A customer deeply involved in hot air ballooning and gas ballooning sent me the story of his first test of Windsond. Naturally the system has already undergone a lot of testing but it’s reassuring to read his account.
Today it looked like a nice evening for a test launch, so I readied my balloon chase car, got my old ACER Travelmate C312XMI charged – and brought my 220v inverter with me.
It is pretty dark out, but nonetheless, I would not need to rely on visual contact with the sond, since the system would tell me exactly where this device is floating.
Ok, system running in the car, antenna mounted, external power supply working, GPRS mobile data service, map loaded, all systems green, one more beep – and release (for flight)!
As I have hoped, very slow wind conditions.
As I have feared with saving precious helium, a very slow ascent (1 m/sec), but that doesn’t hurt.
Ok, we now see clearly in physical reality — and on the Google earth display — the typical fine weather easterly flow, my first Windsond drifting very gently to the west.
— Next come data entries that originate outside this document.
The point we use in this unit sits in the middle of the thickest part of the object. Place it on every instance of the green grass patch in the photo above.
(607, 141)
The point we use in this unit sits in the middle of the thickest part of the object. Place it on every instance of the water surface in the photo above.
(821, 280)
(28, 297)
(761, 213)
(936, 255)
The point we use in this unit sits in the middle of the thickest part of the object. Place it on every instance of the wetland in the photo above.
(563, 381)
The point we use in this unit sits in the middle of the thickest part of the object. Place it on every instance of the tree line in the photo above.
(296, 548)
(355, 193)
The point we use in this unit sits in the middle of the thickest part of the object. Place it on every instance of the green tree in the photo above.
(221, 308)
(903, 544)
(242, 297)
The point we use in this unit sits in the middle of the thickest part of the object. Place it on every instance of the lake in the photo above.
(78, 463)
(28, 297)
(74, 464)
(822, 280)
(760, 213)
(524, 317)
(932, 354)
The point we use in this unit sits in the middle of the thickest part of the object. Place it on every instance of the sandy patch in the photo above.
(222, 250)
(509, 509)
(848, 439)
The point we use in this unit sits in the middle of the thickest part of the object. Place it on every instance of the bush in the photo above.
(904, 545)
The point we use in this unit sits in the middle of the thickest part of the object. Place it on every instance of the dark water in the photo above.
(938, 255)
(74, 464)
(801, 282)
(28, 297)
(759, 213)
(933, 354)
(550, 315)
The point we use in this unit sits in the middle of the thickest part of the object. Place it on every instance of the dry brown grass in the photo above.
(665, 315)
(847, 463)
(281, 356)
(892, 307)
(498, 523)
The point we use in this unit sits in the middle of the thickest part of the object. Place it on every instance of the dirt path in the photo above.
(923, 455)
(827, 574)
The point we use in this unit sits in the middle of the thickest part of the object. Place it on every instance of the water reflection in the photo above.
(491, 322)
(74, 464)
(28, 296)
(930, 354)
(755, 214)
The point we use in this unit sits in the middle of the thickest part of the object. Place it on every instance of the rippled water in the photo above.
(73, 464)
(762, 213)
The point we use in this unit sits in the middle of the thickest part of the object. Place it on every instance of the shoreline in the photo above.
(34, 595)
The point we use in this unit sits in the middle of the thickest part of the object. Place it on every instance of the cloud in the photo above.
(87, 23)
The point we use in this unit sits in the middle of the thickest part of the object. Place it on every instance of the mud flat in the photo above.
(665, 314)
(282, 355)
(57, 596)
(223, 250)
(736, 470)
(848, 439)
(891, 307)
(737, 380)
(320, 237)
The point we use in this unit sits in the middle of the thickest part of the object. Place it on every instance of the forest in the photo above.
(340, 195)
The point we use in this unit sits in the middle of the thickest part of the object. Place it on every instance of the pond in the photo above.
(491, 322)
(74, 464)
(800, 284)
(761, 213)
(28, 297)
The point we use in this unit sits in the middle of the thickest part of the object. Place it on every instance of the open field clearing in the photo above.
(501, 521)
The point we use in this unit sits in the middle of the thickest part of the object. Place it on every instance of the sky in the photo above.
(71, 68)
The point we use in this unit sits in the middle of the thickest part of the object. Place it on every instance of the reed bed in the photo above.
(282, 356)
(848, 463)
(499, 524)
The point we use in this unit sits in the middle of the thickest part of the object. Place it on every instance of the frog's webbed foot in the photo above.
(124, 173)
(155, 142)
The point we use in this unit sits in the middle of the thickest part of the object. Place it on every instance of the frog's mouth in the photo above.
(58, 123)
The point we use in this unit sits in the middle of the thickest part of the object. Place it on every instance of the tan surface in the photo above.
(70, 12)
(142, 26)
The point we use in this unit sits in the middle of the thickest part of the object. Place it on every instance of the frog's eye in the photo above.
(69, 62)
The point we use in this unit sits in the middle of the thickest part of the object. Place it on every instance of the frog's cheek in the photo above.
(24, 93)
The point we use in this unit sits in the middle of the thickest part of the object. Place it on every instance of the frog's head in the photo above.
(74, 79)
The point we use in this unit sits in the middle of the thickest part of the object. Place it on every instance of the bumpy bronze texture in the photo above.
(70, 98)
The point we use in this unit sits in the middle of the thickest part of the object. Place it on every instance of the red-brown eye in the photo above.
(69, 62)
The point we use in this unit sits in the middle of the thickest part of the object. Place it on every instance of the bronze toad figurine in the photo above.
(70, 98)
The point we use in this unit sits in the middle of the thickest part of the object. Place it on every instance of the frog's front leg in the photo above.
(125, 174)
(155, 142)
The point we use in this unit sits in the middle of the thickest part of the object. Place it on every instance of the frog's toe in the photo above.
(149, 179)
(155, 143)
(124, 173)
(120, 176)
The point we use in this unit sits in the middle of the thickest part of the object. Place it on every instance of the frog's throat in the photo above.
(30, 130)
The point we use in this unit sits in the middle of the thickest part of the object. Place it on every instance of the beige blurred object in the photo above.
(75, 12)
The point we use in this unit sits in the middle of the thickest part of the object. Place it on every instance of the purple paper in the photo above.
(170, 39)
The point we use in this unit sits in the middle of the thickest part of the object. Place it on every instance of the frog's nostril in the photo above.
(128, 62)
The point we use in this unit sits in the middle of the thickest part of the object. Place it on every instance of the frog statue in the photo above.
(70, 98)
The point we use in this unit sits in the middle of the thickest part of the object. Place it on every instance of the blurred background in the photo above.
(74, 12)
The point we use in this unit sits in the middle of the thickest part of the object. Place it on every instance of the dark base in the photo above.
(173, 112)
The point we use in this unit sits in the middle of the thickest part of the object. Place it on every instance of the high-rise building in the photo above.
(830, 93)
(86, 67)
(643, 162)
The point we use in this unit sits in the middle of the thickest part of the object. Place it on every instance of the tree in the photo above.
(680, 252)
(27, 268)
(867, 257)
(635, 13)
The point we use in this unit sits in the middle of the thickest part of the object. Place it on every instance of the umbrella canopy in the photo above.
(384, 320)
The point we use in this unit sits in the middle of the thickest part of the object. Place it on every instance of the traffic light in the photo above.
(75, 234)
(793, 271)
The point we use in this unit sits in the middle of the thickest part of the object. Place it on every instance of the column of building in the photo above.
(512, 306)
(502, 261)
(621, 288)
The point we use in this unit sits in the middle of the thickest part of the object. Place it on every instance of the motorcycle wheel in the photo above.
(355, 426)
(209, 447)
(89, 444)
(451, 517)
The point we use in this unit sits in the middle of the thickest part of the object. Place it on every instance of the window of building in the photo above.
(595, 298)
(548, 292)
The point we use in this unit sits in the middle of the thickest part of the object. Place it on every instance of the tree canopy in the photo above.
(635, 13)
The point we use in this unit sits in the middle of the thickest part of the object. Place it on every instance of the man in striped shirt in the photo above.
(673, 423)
Daddy was the driver, I was glued to the Laptop Display, my mother in the back row.
Now it was easy to predict where we should go (read the position off GEarth
We went to a dark place, since then we would be able to observe (visually) better.
Then hopped to a next further stopping point, near the estimated landing positions, if we would release soon.
Bad thing was the local Fussball-game with its bright lights, and we were on the wrong side of the stadium, blinded by those beams. Anyway, I could not wait for the set altitude of 1500m AGL and sent the ‘cut’ command at about 1600 MSL or thereabouts. Too bad the wind shifted in those last 20 seconds of flight, although still slow, the track curved towards the stadium (we imagined trying to find the Windsond among 4.500 white foam cups of the visitors of the game ….
So cutting was sensible, or wait for the Windsond to go over the city – I did not want to climb to any roofs in the night. We could even follow the fall quite nicely, the flashing makes sense (for night trainings, anyway)
Then repositioned the car to a closer road, hopped out (with Laptop, GPRS Modem but no external power supply) and got our feet dirty… Estimated landing was about 90 meters short, but no problem, we could even hear the “find me” sound and see the flashing of the Windsond.
Retrieved in no time, it was like finding lost markers, better than Easter anyway.IT IS A GREAT SYSTEM, I TIP MY HAT FOR YOU, THE CREATOR, DESIGNER, THINKER.
It is well thought through, it is reliable, it is usable, it is a dream come true – for me.
The customer suggested some improvements for the software which I’ll incorporate. I’ll also look into improving the 90 m inaccuracy of the landing prediction.